Wie und wann genau er zum Wilderer wurde, ist heute nicht mehr genau rekonstruierbar. Sicher war es auch teilweise die große Not, unter der die Weber jener Zeit zu Leiden hatten. Weber waren immer arme Leute, die sehr hart für eine geringe Entlohnung arbeiten mussten. Gerade zu Lebzeiten Gangloffs kamen die Auswirkungen der industriellen Revolution hinzu: das Tuch wurde im Ausland wesentlich billiger maschinell hergestellt. Wie auch immer, Wilddieberei in jener Zeit war oft ein Mittel, dem allgegenwärtigen Hunger zumindest zeitweise zu entkommen und wenigstens gelegentlich ein Stück Fleisch essen zu können. Gangloff hatte beim Wildern seine eigene Strategie entwickelt. Er beobachtete die Forstbeamten sehr genau, oft über Tage oder Wochen, um herauszufinden, welche Einstellung diese gegenüber ihrem Dienst hatten. Sein Netzwerk an persönlichen Kontakten kam ihm dabei sehr zu Gute. Er hatte beste Verbindungen zu den Holzhackern, Dienstmägden, Leinewebern, Gastwirten und in den ersten Jahren seiner Wilderei sogar zum Baron von der Asseburg.
Dazu kam, dass er eine ausgesprochene Menschenkenntnis hatte und Situationen blitzschnell erfasste. Natürlich haben ihm auch die natürlichen Gegebenheiten des Harzes mit seinen Hügeln, Höhlen und seinem Waldreichtum genützt. Gangloff jagde in einem für damalige Begriffe sehr großem Gebiet. Er wilderte in der Gegend um Querfurt und Naumburg, auf der Hainleite, der Schmücke, dem Kyffhäuser, in Herzberg am Harz, im Harz selbst und auch im Hakel. Auf diese Weise konnte Gangloff über einen langen Zeitraum keine Wilddieberei nachgewiesen werden, so sehr man sich auch darum bemühte. Gangloff wurde in diesen Jahren sogar mehrfach vom Baron von der Asseburg zu Gesellschaftsjagden eingeladen und war dort ein sehr gern gesehener Jagdkamerad.
Gangloff war ein ausgezeichneter Schütze. Das bewies er nicht nur auf den Schützenfesten, sondern auch auf den Gesellschaftsjagden. Er schoss immer mit der Kugel, auf auf Niederwild. Schrotladungen rührte er nicht an. Auch von seinen Söhnen verlangte er Treffsicherheit. Wenn er mit ihnen das Schießen übte, gab er ihnen für jeden Fehlschuss eine Ohrfeige. Wenn er jagde, nutzte er die Höhlen des Unterharzes als Quartier, Versteck, Räucher- und Pökelkammer. Gangloff konnte dank seiner ausgezeichneten Verbindungen zu Fuhrleuten das erlegte Wild unentdeckt verkaufen.

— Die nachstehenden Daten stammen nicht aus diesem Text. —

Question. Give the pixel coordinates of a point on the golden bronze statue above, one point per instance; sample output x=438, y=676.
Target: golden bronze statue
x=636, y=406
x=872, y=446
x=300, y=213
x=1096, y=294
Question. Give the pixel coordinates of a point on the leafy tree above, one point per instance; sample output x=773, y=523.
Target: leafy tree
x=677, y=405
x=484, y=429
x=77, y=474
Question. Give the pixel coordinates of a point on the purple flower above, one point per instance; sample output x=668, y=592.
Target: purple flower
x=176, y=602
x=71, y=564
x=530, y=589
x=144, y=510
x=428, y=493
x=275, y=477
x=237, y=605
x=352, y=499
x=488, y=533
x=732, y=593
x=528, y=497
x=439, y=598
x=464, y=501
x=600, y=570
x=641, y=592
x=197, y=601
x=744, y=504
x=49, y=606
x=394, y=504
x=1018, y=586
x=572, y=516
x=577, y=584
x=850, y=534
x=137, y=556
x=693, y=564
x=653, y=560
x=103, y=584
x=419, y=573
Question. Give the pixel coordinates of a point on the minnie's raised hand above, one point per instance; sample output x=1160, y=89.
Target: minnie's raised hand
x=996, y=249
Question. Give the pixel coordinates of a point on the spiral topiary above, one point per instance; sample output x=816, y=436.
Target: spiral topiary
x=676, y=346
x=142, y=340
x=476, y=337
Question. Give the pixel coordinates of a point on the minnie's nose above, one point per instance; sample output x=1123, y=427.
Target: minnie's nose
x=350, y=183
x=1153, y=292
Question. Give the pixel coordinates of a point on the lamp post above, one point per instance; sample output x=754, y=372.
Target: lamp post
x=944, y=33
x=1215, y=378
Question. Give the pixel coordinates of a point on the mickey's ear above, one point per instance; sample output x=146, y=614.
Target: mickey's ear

Doch um das Jahr 1834 kam es, wie es kommen musste. In diesem Jahre wurde der junge Revierjäger Carl Stief in den Harz versetzt. Stief hatte einen tiefen Hass auf Gangloff, weshalb kann heute nicht mehr mit Sicherheit gesagt werden. Stief, der einen oft aufbrausenden und unbeherrschten Charakter hatte, machte aus seiner Abneigung gegen Gangloff auch in der Öffentlichkeit keinen Hehl. Bald war allgemein bekannt, dass der Jäger nur Reviergänge machte, um Gangloff bei der Wilderei zu stellen. Am 29. September 1834 war Stief auf der Pirsch. Am Abend kehrte sein Schweisshund völlig verstört nach Hause zurück. Die Frau des Jägers alarmierte sofort den Vorgesetzten ihres Mannes, der auch umgehend eine Suchaktion organisierte. Aber erst zwei Tage später konnte die Leiche des jungen Mannes gefunden werden. Es stellte sich heraus, dass Stief erschossen wurde, und zwar mit mit einer Schrotladung!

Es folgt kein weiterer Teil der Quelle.